ECE5725 Spring 2019 Final Project
Mark Li (mkl53) and Serena Krech (sk2282)
In this project, we used a Raspberry Pi to process images and control servos to create a small robot that would mimic a person's movements. The RasPi recieved images as input from a PiCam and processed them in real time. We used OpenCV to identify the person as well as find their chest, elbow, and arm points. These points were then used to find angles between the upper arm and forearm as well as the angle of the upper arm at the shoulder. With this angle, we were able to map the value to a PWM pulsewidth to control each of our four servos in order for our robot to copy the movements of the person.

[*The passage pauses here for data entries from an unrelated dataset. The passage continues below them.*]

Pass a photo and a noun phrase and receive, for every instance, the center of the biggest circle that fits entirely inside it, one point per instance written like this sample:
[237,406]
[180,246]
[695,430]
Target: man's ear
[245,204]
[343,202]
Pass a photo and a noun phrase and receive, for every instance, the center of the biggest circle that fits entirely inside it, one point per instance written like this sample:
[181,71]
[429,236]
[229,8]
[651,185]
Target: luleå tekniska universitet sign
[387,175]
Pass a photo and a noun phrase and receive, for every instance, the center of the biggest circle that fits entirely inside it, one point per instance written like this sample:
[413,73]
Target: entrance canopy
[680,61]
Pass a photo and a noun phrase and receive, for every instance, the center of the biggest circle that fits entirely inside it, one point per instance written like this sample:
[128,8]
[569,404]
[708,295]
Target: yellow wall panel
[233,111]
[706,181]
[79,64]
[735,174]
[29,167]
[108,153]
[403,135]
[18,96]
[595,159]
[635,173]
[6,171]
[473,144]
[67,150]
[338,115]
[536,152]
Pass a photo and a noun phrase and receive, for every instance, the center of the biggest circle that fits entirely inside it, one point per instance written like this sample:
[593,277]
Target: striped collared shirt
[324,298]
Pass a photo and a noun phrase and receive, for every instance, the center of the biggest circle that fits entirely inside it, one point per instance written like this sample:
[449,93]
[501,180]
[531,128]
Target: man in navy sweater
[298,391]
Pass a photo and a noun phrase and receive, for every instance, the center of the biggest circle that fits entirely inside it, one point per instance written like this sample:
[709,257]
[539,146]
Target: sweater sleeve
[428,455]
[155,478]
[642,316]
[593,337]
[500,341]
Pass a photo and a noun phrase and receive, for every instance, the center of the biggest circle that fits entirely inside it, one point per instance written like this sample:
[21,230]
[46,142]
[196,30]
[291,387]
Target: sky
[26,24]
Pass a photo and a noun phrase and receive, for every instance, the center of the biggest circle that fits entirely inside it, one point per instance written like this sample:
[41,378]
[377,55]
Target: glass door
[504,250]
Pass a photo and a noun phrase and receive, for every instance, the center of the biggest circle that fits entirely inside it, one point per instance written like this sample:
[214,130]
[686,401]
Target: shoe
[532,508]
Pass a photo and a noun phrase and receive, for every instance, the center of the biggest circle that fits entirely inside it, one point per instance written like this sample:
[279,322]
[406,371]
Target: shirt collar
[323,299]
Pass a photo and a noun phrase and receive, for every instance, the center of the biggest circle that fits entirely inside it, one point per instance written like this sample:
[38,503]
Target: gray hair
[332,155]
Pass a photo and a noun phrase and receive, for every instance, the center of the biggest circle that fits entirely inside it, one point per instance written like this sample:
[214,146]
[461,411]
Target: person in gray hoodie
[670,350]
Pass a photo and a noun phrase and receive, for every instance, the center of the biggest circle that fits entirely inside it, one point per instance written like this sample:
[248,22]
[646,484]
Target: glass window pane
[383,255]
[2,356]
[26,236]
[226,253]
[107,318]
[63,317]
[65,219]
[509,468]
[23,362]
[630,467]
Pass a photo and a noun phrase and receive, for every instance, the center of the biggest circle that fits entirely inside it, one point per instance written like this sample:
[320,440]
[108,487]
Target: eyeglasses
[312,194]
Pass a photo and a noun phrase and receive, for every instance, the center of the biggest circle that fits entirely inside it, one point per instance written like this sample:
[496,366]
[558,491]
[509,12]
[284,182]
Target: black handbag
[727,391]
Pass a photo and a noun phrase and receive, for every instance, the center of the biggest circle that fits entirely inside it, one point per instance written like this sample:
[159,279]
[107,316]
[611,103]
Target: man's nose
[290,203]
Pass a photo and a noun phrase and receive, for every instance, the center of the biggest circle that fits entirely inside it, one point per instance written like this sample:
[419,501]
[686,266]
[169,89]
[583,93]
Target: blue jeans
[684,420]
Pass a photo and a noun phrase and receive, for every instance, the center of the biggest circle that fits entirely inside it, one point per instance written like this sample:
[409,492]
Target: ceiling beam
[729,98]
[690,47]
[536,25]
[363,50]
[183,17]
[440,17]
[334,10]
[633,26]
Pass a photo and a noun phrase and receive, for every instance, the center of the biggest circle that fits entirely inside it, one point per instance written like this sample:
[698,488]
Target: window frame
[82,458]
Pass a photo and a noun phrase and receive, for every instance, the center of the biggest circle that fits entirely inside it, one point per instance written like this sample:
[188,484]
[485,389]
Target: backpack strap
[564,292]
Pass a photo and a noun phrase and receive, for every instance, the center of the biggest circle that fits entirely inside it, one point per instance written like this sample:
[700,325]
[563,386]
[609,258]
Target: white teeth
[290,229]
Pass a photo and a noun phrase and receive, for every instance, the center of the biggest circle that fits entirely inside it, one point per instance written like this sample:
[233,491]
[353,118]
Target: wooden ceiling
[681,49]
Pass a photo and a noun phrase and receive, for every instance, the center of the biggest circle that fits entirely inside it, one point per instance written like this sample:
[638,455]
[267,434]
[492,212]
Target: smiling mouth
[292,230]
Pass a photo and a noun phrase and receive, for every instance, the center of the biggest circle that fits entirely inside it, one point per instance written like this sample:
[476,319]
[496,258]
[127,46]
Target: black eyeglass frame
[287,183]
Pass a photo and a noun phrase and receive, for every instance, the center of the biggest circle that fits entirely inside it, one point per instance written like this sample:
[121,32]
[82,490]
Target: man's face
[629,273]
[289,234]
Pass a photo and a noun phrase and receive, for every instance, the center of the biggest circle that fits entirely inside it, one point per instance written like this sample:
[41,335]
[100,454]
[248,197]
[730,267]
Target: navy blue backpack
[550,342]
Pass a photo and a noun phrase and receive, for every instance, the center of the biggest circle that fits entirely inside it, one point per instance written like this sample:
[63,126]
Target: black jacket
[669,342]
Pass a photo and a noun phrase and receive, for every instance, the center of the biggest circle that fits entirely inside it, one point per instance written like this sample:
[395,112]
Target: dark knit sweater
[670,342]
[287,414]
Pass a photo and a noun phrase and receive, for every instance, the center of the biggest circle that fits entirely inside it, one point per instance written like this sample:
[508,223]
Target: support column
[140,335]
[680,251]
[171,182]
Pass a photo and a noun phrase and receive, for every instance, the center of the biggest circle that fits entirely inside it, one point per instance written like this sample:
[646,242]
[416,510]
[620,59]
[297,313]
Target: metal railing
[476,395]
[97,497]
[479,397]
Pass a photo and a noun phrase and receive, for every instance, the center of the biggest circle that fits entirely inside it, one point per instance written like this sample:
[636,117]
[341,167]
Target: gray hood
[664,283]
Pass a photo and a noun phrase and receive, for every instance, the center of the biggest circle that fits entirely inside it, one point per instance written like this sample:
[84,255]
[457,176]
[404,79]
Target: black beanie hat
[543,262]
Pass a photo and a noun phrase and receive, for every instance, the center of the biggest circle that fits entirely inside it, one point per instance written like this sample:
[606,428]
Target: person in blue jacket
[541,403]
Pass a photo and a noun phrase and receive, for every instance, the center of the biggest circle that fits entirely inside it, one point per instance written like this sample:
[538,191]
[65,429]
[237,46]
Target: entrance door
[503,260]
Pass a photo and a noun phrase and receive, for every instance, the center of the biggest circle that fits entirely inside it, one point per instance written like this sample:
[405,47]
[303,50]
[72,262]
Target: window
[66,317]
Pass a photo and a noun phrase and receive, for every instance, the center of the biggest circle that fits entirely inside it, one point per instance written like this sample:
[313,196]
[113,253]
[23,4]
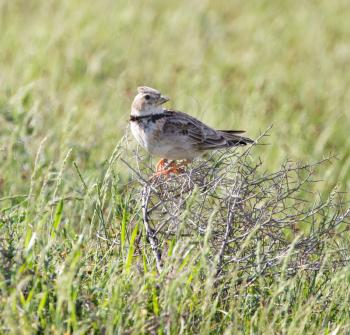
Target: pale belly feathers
[149,137]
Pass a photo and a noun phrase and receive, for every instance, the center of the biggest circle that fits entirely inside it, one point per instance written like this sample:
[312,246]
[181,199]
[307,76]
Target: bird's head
[148,101]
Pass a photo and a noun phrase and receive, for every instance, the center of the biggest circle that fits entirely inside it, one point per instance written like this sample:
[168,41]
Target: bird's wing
[201,136]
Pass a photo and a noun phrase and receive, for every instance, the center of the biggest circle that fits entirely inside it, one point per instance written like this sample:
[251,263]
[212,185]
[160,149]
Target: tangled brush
[248,220]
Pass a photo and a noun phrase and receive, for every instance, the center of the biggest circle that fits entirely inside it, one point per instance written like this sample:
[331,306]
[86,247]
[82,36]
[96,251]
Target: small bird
[174,135]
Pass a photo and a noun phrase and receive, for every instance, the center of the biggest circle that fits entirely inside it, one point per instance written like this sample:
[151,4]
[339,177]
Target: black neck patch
[151,117]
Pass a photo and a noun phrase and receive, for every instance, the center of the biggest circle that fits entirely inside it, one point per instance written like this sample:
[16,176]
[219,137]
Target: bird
[172,135]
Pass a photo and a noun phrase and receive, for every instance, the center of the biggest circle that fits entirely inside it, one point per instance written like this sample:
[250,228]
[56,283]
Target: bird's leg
[165,168]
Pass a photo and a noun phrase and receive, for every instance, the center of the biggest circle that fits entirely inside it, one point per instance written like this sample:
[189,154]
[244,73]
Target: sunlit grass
[68,73]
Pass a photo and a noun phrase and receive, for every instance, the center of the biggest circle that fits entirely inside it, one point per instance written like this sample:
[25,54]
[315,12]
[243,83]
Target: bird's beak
[163,99]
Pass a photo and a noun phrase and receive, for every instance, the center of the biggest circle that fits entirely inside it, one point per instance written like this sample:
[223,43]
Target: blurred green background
[69,71]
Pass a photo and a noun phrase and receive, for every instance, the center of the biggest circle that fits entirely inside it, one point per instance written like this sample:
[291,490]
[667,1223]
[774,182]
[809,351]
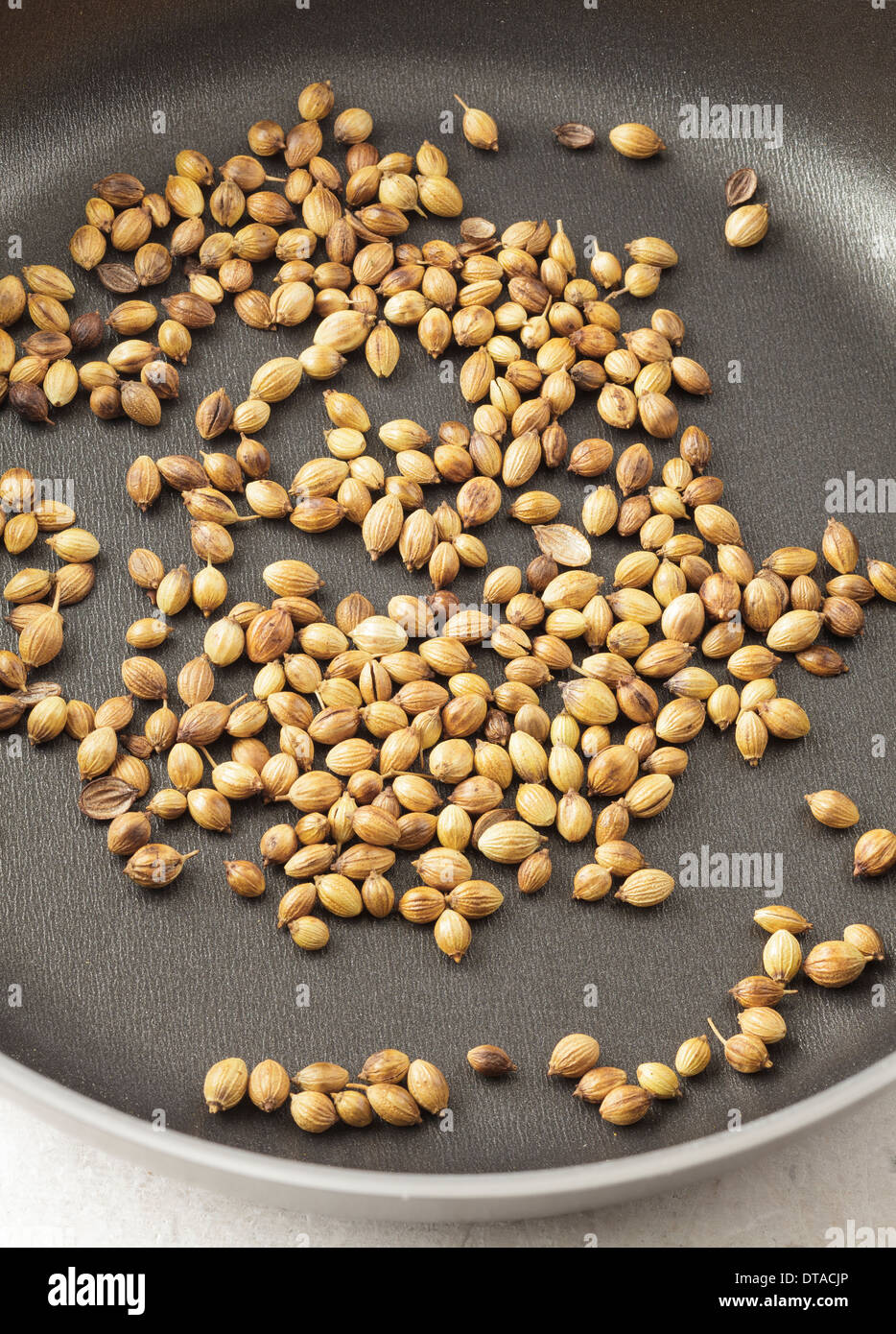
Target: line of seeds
[832,964]
[390,1087]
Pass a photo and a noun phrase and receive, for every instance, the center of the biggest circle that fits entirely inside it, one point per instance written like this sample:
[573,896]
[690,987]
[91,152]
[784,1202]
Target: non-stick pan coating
[130,995]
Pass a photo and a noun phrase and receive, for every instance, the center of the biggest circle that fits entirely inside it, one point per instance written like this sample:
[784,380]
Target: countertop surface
[60,1193]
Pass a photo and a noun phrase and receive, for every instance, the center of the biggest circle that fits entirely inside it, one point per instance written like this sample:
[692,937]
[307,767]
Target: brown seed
[393,1105]
[156,865]
[574,1056]
[834,964]
[747,226]
[312,1111]
[865,940]
[635,140]
[758,990]
[575,135]
[106,798]
[875,852]
[834,809]
[625,1104]
[245,878]
[225,1084]
[489,1060]
[741,187]
[269,1086]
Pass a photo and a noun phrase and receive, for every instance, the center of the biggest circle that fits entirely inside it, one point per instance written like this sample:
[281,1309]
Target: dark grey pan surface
[129,995]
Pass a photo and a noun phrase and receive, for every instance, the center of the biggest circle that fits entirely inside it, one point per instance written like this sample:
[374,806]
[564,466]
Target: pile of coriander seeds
[380,732]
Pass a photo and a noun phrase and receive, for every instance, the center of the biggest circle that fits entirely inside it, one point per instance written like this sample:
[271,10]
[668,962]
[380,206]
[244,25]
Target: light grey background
[844,1170]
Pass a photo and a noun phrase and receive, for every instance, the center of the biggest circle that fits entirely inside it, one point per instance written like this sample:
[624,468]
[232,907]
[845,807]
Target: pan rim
[365,1193]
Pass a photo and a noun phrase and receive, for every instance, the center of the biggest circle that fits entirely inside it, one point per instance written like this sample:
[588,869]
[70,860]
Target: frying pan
[127,997]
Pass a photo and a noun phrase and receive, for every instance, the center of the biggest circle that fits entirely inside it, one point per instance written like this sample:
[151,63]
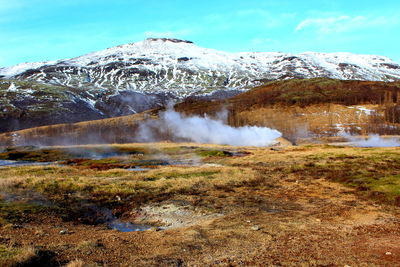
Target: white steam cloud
[205,130]
[374,141]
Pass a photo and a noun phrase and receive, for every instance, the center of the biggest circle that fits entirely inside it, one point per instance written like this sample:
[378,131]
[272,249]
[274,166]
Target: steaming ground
[205,130]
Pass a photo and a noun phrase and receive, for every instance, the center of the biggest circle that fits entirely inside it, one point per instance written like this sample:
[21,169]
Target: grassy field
[309,205]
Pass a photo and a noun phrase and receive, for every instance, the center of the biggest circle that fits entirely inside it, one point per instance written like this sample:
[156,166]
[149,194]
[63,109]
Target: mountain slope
[182,68]
[298,108]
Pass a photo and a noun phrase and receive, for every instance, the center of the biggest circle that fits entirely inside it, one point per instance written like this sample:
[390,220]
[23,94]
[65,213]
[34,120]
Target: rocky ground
[310,205]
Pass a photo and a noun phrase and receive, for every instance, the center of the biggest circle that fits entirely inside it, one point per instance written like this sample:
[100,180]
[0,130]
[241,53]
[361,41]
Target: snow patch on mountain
[181,68]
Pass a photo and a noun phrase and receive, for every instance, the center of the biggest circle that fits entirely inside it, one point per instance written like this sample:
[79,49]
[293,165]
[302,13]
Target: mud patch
[174,215]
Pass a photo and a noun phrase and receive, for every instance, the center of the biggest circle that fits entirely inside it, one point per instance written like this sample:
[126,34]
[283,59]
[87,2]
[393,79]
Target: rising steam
[205,130]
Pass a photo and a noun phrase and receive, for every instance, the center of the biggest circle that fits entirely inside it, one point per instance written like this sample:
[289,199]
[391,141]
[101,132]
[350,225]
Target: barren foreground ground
[314,205]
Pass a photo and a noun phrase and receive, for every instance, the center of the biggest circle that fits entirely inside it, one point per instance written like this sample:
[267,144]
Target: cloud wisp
[341,24]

Body detection starts with noise reduction. To reduce small imperfections in the image which may affects good detection, we run our initial frame through a Gaussian filter. Since the thresholding operation requires a grayscale image, we also convert from standard RGB to grayscale in this step.
For thresholding, we use Otsu's Binarization. This method of thresholding attempts to separate pixels in the image into two categories, based on brightness. We found that this method works the best when performed on a person wearing dark clothes, standing against a white background. The output of the thresholding operation is a binary image, with darker pixels set to value 1, and lighter pixels set to value 0.
We then draw contours in the image, which finds all non-contiguous blobs of dark colors, and choose the largest blob to be our person. An example of this contour is shown on the right.
To perform elbow detection, we first draw the person contour onto a blank canvas, resulting in the left image below. To restrict the search, we then perform an erosion on the image, which cuts away from the edges. The result is the right image below.
Using a designated chest point, we perform a sweeping angle search, following rays from the chest point to the edge of the body. The longest rays found are the arms, which are highlighted as green lines in the image to the right. Since following the ray returns the intersection point between the ray and edge of the body, we can step backwards from this point into the body, which gives a decent elbow point.
Redrawing the contour onto a blank canvas. The right image is after erosion
According to this paper, a simplified YUV colorspace conversion, coupled with a few simple checks are enough to determine human skin colors. The U component, which is normally a float operation, can be simplified to U = R - G. For human skin, 10 < U < 74. Another simple check, described in this paper, is R > B.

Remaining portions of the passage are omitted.